Alimenta: ML data pipeline and search polish

New Year's Day deep dive on Alimenta. Started with data infrastructure, ended with UI polish.

The data pipeline

Built a four-phase pipeline to collect Seattle restaurant data from Google Places API:

  1. Fetch Place IDs — Text search across 46 grid zones covering Seattle. Uses the free tier (100k requests/month). Output: ~3,000 unique Place IDs.

  2. Fetch Details — Hit the Enterprise tier for full restaurant data. $20 per 1,000 requests. This is where the cost lives.

  3. Process Data — Extract ML features: cuisine type, neighborhood, price level, service model, competition density, whether they have a full bar, website presence.

  4. Train Model — Random Forest Regressor with cross-validation. Predicts expected rating based on structural features. Gem score = actual rating minus predicted.

The grid search uses variable density—tighter spacing in downtown, Capitol Hill, and U District where restaurants cluster. Looser in residential neighborhoods. Total cost for 2,355 restaurants: about $30.

Model results

The updated dataset jumped from 1,205 to 2,355 restaurants. Discoveries more than doubled: 117 to 299.

Distribution:

  • 💎 Rare Find (≥+0.5): ~60 restaurants
  • ✨ Gem (+0.3 to +0.49): ~120 restaurants
  • 📍 Notable (+0.2 to +0.29): ~120 restaurants

About 12.7% of restaurants qualify as discoveries. That feels right—selective enough to mean something, common enough to be useful.

Security hardening

Moved the photo API from URL-based to header-based authentication. Photo references in query strings felt wrong. Also added strict validation for Place IDs (must match Google's format) and sanitized error responses.

Added an on-demand details endpoint. UX fields like hours, reservable, and delivery aren't needed for the map view—fetching them for 2,355 restaurants upfront would cost $47. Instead, we fetch when someone opens a restaurant card. Saves money, data stays fresh.

The badge problem

The tier badge was competing with restaurant names for attention.
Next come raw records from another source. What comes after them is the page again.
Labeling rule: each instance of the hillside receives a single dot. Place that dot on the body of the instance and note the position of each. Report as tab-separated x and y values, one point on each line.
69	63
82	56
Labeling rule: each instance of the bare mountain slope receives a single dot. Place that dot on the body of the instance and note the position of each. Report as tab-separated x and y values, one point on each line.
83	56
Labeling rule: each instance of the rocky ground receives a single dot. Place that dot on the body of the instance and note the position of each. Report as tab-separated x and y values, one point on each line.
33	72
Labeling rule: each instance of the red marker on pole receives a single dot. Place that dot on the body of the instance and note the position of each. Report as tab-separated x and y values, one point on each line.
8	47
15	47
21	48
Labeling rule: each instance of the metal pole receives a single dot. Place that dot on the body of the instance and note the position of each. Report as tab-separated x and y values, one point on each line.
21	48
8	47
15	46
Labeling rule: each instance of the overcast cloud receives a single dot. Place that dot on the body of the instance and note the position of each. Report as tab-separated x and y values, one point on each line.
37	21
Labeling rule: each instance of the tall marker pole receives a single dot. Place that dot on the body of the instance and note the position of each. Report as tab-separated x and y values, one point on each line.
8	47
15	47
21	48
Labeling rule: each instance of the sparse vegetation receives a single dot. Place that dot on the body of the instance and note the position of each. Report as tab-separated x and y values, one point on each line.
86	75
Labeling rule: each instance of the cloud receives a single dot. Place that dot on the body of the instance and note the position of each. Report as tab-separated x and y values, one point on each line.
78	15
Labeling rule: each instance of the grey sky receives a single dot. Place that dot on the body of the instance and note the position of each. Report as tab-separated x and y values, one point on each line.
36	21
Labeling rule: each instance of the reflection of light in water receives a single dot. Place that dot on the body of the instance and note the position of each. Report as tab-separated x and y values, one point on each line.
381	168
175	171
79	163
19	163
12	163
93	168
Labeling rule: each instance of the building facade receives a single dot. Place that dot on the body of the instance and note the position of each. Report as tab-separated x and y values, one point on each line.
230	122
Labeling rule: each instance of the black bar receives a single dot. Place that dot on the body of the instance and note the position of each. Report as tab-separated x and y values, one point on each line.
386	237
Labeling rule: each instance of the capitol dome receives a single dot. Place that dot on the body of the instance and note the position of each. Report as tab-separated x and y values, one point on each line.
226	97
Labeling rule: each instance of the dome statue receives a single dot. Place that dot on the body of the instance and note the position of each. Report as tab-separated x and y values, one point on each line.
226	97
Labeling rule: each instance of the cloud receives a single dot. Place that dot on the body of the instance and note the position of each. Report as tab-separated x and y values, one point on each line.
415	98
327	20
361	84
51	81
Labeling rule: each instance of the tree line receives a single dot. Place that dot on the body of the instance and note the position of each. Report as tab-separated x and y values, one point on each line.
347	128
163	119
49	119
In dark mode it was barely visible. In light mode it felt like a sticker slapped onto the card.

Moved the tier info into the rating row as a parenthetical: ⭐ 4.8 (✨ +0.4). Reads more naturally—the tier modifies the rating rather than standing alone.

Also increased card padding throughout. Small changes that compound into something less cluttered.

Navigation fixes

Selecting a restaurant from search used to clear your results. Now the search state persists—close the restaurant card and you're back at your list.

Added a close button to the desktop card (mobile had swipe-to-dismiss, desktop had nothing). Added search history that shows your last five queries when focusing an empty search bar.

Fixed the fullscreen photo gallery. All photos were visible at once on desktop. The fix: overflow-hidden. Sometimes the bug is just a missing CSS property.